Vi el resplandor alrededor de la Santísima Virgen cada vez más grande. Ya no se veía la luz de las lámparas que había encendido José. La Santísima Virgen estaba arrodillada sobre su alfombra con un amplio manto extendido a su alrededor, con el rostro vuelto hacia el este.

A medianoche se vio arrebatada en un éxtasis de oración. La vi levantada de la tierra, de modo que vi el suelo debajo de Ella. Sus manos estaban cruzadas sobre su pecho. El resplandor a su alrededor aumentó; todo, incluso las cosas sin vida, estaban en un gozoso movimiento interior, las piedras del techo, de las paredes y del suelo de la cueva se volvieron como vivas en la luz. Entonces ya no vi el techo de la cueva; un camino de luz se abrió sobre María, elevándose con cada vez mayor gloria hacia el cielo.
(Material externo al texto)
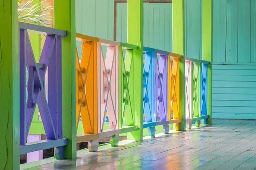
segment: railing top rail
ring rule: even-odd
[[[186,60],[190,61],[192,61],[193,62],[198,62],[199,63],[207,64],[209,64],[210,63],[210,62],[208,61],[202,60],[201,60],[192,59],[191,58],[188,57],[185,57],[185,60]]]
[[[174,57],[178,58],[182,58],[182,55],[178,54],[177,54],[172,53],[171,52],[166,51],[165,51],[158,50],[157,49],[153,48],[148,47],[144,47],[143,51],[144,52],[149,52],[151,53],[155,53],[159,54],[166,55],[169,56],[171,56]]]
[[[67,31],[21,22],[19,22],[19,28],[27,29],[31,32],[35,32],[42,34],[57,35],[62,37],[67,36]]]
[[[126,49],[137,50],[138,46],[127,43],[120,42],[117,41],[112,41],[102,38],[99,38],[89,36],[80,33],[76,33],[76,40],[83,41],[93,41],[95,42],[101,42],[106,45],[112,45],[122,46],[123,48]]]

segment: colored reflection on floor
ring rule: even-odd
[[[76,160],[54,158],[20,165],[28,170],[254,170],[256,121],[214,120],[185,132],[120,141],[96,152],[77,151]]]

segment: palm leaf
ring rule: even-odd
[[[18,3],[20,3],[22,0],[18,0]],[[31,5],[34,0],[29,0],[24,4],[20,9],[18,9],[19,21],[45,26],[52,24],[53,18],[49,15],[53,14],[53,13],[41,14],[44,12],[53,9],[53,6],[42,8],[43,3],[46,1],[44,0],[29,7],[29,6]]]

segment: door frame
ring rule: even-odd
[[[144,0],[144,3],[172,3],[172,0]],[[114,41],[116,41],[116,15],[117,3],[127,3],[127,0],[115,0],[114,4]]]

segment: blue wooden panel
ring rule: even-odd
[[[256,65],[213,65],[212,118],[256,117]]]
[[[186,56],[202,59],[202,0],[185,0]]]
[[[212,2],[213,62],[256,62],[255,0]]]

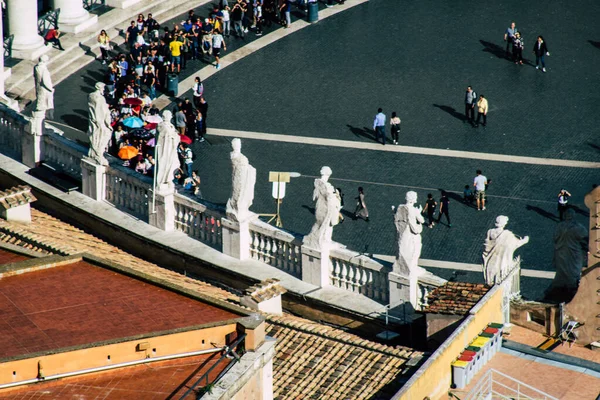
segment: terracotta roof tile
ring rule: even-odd
[[[32,209],[27,226],[0,220],[0,240],[40,253],[87,252],[204,295],[238,303],[238,294],[169,271]],[[423,353],[371,342],[341,329],[289,314],[265,315],[277,339],[273,390],[276,399],[390,397],[408,373],[406,362]]]
[[[427,296],[428,306],[423,310],[435,314],[468,314],[490,288],[482,283],[446,282]]]

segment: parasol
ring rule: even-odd
[[[136,149],[133,146],[125,146],[125,147],[121,147],[121,150],[119,150],[119,153],[117,153],[117,156],[119,156],[119,158],[121,160],[131,160],[133,157],[138,155],[138,149]]]
[[[129,117],[123,120],[123,125],[128,128],[141,128],[144,126],[144,121],[138,117]]]

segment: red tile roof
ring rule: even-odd
[[[466,315],[488,290],[482,283],[446,282],[429,293],[423,312]]]

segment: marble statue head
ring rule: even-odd
[[[242,152],[242,141],[239,138],[235,138],[231,141],[231,148],[234,153]]]
[[[415,204],[417,202],[417,192],[409,191],[406,192],[406,203],[407,204]]]
[[[329,168],[327,166],[321,168],[321,177],[329,178],[332,173],[333,173],[333,171],[331,170],[331,168]]]
[[[505,215],[498,215],[496,217],[496,228],[504,228],[508,224],[508,217]]]

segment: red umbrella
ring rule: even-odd
[[[190,139],[188,136],[180,135],[179,139],[181,143],[192,144],[192,139]]]
[[[128,97],[123,101],[123,103],[129,104],[130,106],[141,106],[144,104],[142,99],[138,99],[137,97]]]

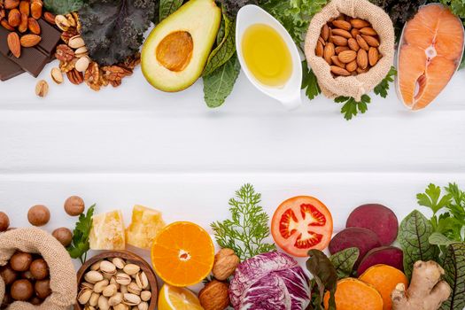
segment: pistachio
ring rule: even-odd
[[[90,299],[90,296],[92,296],[92,291],[89,289],[82,289],[78,294],[78,302],[81,305],[85,305],[89,302]]]
[[[68,19],[63,15],[57,15],[55,17],[55,24],[62,31],[67,31],[71,27]]]
[[[79,35],[72,36],[68,42],[68,46],[72,49],[79,49],[84,45],[86,45],[86,43],[84,43],[82,37]]]
[[[141,298],[136,294],[123,294],[123,303],[128,306],[137,306],[141,303]]]
[[[149,301],[151,298],[151,292],[150,291],[141,291],[141,299],[143,301]]]
[[[63,82],[63,74],[59,68],[54,67],[50,72],[51,80],[57,84],[61,84]]]
[[[127,274],[116,274],[116,283],[121,285],[129,285],[131,283],[131,276]]]
[[[104,276],[98,271],[90,270],[84,275],[84,279],[89,283],[95,284],[104,280]]]
[[[141,270],[141,267],[136,264],[128,264],[124,267],[123,270],[127,275],[133,275],[137,274]]]

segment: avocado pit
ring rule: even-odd
[[[157,60],[167,69],[181,72],[190,62],[194,41],[187,31],[174,31],[160,41],[155,52]]]

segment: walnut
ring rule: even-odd
[[[55,57],[60,61],[70,62],[74,58],[74,51],[66,44],[59,44],[57,46]]]
[[[198,300],[205,310],[223,310],[229,306],[229,286],[213,280],[198,293]]]
[[[214,264],[212,273],[221,281],[228,279],[239,265],[239,258],[231,249],[221,249],[214,256]]]

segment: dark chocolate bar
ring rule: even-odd
[[[0,27],[0,53],[17,64],[23,70],[27,71],[34,77],[37,77],[45,65],[49,62],[60,40],[61,32],[43,19],[39,20],[41,26],[41,43],[32,48],[21,48],[21,56],[14,57],[7,44],[7,36],[10,31]]]

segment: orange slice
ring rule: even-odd
[[[208,233],[189,221],[176,221],[157,235],[151,247],[151,263],[159,276],[173,286],[189,286],[208,275],[214,247]]]

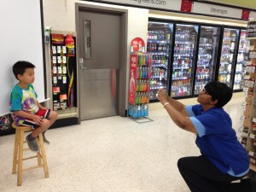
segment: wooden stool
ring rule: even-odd
[[[15,151],[14,151],[14,162],[13,162],[13,174],[15,174],[17,172],[17,166],[18,166],[17,185],[18,186],[21,185],[23,171],[28,171],[28,170],[44,166],[44,176],[45,177],[49,177],[43,134],[42,133],[39,134],[39,139],[36,138],[39,148],[39,151],[37,152],[37,155],[23,159],[23,151],[30,150],[29,148],[23,148],[24,143],[26,143],[26,141],[24,141],[24,132],[31,131],[33,129],[29,126],[16,126],[15,123],[12,124],[12,127],[16,129]],[[38,166],[22,170],[22,161],[32,158],[38,158]],[[43,165],[42,165],[42,160],[43,160]]]

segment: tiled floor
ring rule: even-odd
[[[225,107],[235,129],[241,123],[242,101],[232,99]],[[195,137],[159,108],[149,112],[154,119],[149,123],[116,116],[48,131],[49,177],[44,178],[43,169],[29,171],[20,187],[11,173],[15,137],[1,137],[0,191],[189,192],[177,161],[199,154]]]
En este camino de luz había un maravilloso movimiento que, a medida que se acercaban, aparecían más claramente la forma de coros de ángeles. Mientras tanto, la Santísima Virgen, llevada en éxtasis, miraba ahora hacia abajo, adorando a su Dios, de quien se había convertido en Madre y que yacía en la tierra ante Ella en la forma de un recién nacido indefenso.
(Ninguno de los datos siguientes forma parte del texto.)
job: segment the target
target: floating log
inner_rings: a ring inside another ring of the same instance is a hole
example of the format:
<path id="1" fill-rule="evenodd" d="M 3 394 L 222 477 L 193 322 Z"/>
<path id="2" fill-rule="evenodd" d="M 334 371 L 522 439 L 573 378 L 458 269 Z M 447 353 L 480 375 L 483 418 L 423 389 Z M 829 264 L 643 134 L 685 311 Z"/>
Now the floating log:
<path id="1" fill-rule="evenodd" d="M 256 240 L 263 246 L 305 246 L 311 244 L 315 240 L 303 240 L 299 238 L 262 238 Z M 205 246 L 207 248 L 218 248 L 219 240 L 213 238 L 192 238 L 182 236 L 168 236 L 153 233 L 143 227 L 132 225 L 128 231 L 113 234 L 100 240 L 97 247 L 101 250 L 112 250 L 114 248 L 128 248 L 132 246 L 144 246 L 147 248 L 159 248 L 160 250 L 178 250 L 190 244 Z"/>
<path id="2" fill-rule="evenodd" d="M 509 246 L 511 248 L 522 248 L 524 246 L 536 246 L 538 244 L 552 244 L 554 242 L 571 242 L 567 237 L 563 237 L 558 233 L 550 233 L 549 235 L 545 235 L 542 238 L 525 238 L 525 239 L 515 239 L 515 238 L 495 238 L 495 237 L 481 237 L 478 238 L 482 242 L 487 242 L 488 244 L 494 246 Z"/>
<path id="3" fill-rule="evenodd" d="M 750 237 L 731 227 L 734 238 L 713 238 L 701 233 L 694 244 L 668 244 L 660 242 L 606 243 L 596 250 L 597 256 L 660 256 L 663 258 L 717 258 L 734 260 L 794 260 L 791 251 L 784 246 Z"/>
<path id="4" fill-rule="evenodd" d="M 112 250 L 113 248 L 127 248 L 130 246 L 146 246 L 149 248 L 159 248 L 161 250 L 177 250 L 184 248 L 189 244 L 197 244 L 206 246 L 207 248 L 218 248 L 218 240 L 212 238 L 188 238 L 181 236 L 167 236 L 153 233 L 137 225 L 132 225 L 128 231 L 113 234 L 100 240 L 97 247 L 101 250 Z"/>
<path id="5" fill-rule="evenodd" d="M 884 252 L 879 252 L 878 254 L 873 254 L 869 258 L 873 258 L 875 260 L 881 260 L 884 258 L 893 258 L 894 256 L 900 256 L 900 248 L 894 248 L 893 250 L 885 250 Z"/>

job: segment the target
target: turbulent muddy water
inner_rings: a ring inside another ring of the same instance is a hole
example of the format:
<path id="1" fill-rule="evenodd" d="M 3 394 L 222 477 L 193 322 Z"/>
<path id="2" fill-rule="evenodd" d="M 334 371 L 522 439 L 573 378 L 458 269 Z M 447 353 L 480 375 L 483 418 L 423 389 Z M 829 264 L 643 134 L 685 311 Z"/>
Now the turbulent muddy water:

Vi a nuestro Redentor como un niño pequeño, brillando con una luz que superaba todo el resplandor circundante, y acostado sobre la alfombra a las rodillas de la Santísima Virgen. Me pareció como si al principio fuera muy pequeño y luego creciera ante mis ojos. Pero el movimiento del intenso resplandor fue tal que no puedo decir con certeza cómo lo vi.

La Santísima Virgen permaneció durante algún tiempo en éxtasis. La vi poniendo un paño sobre el Niño, pero al principio no lo tocó ni lo levantó. Después de algún tiempo vi moverse al Niño Jesús y lo escuché llorar. Entonces María pareció volver en sí y tomó al Niño de la alfombra, lo envolvió en el paño que lo cubría y lo sostuvo en sus brazos contra su pecho. Ella se sentó allí envolviéndose a sí misma y al Niño completamente en su velo, y creo que María amamantó al Redentor. Vi ángeles a su alrededor en formas humanas, acostados sobre sus rostros y adorando al Niño.
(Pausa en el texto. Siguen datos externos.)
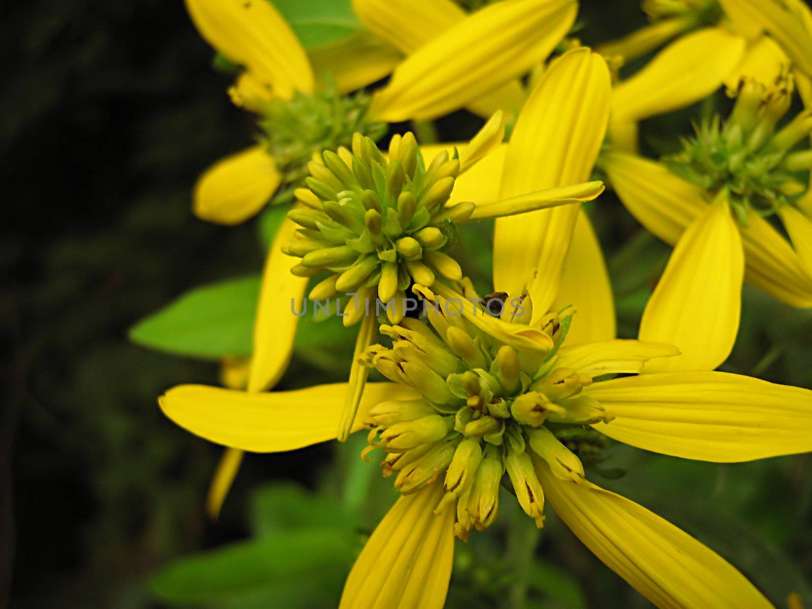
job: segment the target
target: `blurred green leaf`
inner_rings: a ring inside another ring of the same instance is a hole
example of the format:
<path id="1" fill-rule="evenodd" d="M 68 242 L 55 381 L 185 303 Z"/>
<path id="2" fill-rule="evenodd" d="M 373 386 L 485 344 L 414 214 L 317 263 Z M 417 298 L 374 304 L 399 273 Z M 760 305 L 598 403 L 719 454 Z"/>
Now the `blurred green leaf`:
<path id="1" fill-rule="evenodd" d="M 336 42 L 360 32 L 350 0 L 273 0 L 305 49 Z"/>
<path id="2" fill-rule="evenodd" d="M 270 537 L 235 543 L 222 549 L 181 559 L 150 580 L 162 601 L 172 604 L 222 604 L 267 597 L 308 594 L 334 585 L 345 575 L 356 551 L 354 535 L 332 527 L 278 531 Z M 317 577 L 314 577 L 317 574 Z M 285 586 L 293 583 L 292 590 Z M 287 590 L 286 590 L 287 588 Z M 302 607 L 286 598 L 269 606 Z M 243 603 L 240 603 L 244 604 Z M 248 603 L 244 603 L 248 604 Z"/>
<path id="3" fill-rule="evenodd" d="M 178 355 L 247 357 L 259 277 L 242 277 L 188 292 L 130 330 L 138 344 Z"/>

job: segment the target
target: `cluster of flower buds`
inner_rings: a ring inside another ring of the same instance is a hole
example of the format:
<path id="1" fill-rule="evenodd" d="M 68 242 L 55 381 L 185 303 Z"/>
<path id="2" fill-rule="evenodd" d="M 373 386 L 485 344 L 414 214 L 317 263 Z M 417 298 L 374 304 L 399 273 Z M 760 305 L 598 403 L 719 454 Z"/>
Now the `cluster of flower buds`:
<path id="1" fill-rule="evenodd" d="M 493 521 L 504 473 L 521 508 L 541 526 L 543 493 L 534 461 L 547 461 L 564 477 L 584 473 L 578 458 L 546 424 L 567 429 L 611 418 L 581 394 L 592 382 L 590 374 L 556 365 L 571 315 L 549 314 L 529 325 L 529 317 L 516 315 L 516 309 L 531 306 L 526 295 L 495 318 L 476 298 L 456 299 L 462 303 L 456 305 L 455 299 L 420 292 L 429 301 L 430 326 L 410 317 L 382 326 L 392 345 L 373 345 L 365 361 L 422 397 L 374 406 L 365 421 L 369 446 L 363 456 L 385 451 L 384 475 L 395 476 L 395 486 L 403 493 L 444 476 L 445 495 L 437 509 L 456 502 L 456 531 L 463 538 Z M 470 284 L 460 292 L 470 296 Z M 547 340 L 495 331 L 500 326 L 535 331 Z"/>
<path id="2" fill-rule="evenodd" d="M 301 205 L 288 214 L 301 228 L 285 252 L 301 258 L 294 274 L 330 273 L 311 299 L 353 294 L 346 325 L 364 317 L 376 296 L 387 304 L 394 299 L 387 312 L 397 323 L 412 283 L 429 287 L 438 276 L 462 279 L 460 265 L 445 253 L 456 239 L 455 222 L 474 209 L 473 203 L 446 205 L 458 158 L 443 152 L 425 166 L 412 133 L 395 136 L 387 158 L 370 138 L 356 134 L 352 151 L 325 151 L 308 166 L 308 188 L 296 191 Z"/>
<path id="3" fill-rule="evenodd" d="M 812 132 L 812 110 L 777 128 L 789 110 L 793 89 L 788 74 L 769 88 L 742 80 L 732 92 L 736 101 L 728 119 L 716 115 L 702 123 L 696 137 L 685 141 L 685 149 L 664 162 L 710 196 L 726 190 L 744 226 L 748 208 L 767 215 L 792 205 L 806 190 L 793 173 L 812 166 L 812 151 L 793 149 Z"/>

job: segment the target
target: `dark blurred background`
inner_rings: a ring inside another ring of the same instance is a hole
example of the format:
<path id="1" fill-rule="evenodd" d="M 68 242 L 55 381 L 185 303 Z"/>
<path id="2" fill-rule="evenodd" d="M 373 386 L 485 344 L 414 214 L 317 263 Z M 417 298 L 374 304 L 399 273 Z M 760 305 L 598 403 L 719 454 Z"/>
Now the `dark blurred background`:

Podría haber sido una hora después del Nacimiento cuando María llamó a San José, quien todavía estaba en oración. Cuando estuvo cerca, se arrojó sobre su rostro con devota alegría y humildad. Sólo cuando María le rogó que tomara en su corazón, con alegría y agradecimiento, el santo regalo del Dios Altísimo, San José se levantó, tomó al Niño Jesús en sus brazos y alabó a Dios con lágrimas de alegría.

La Santísima Virgen envolvió entonces al Niño Jesús en pañales, el Niño estaba envuelto hasta las axilas primero con bandas rojas y luego blancas, y la cabeza y los hombros estaban envueltos en otra tela pequeña. Luego vi a María y a José sentados uno al lado del otro sobre la tierra desnuda, con los pies debajo de ellos. No hablaban y parecían estar ambos sumidos en meditación. Sobre la alfombra, ante María, yacía Jesús recién nacido envuelto en pañales, un Niño pequeño, hermoso y lleno de luz. Luego acostaron al Niño en el pesebre, que estaba lleno de juncos y plantas delicadas, cubierto con un mantel que colgaba a los lados. Estaba sobre el abrevadero de piedra que yacía en el suelo, a la derecha de la entrada, donde la cueva hace una gran curva hacia el sur. Esta parte de la cueva estaba a un nivel más bajo que el lugar donde nació Nuestro Señor: el suelo se inclinaba hacia abajo en forma de escalón. Después de acostar al Niño en el pesebre, ambos se pararon junto a Él dando alabanzas a Dios con lágrimas de alegría. José dispuso entonces el lugar de descanso de la Santísima Virgen y su asiento junto al Pesebre. Tanto antes como después del Nacimiento de Jesús, la vi vestida de blanco y con un velo. Allí la vi en los primeros días después de la Natividad, sentada, arrodillada, de pie y durmiendo de lado, arropada pero de ninguna manera enferma ni agotada.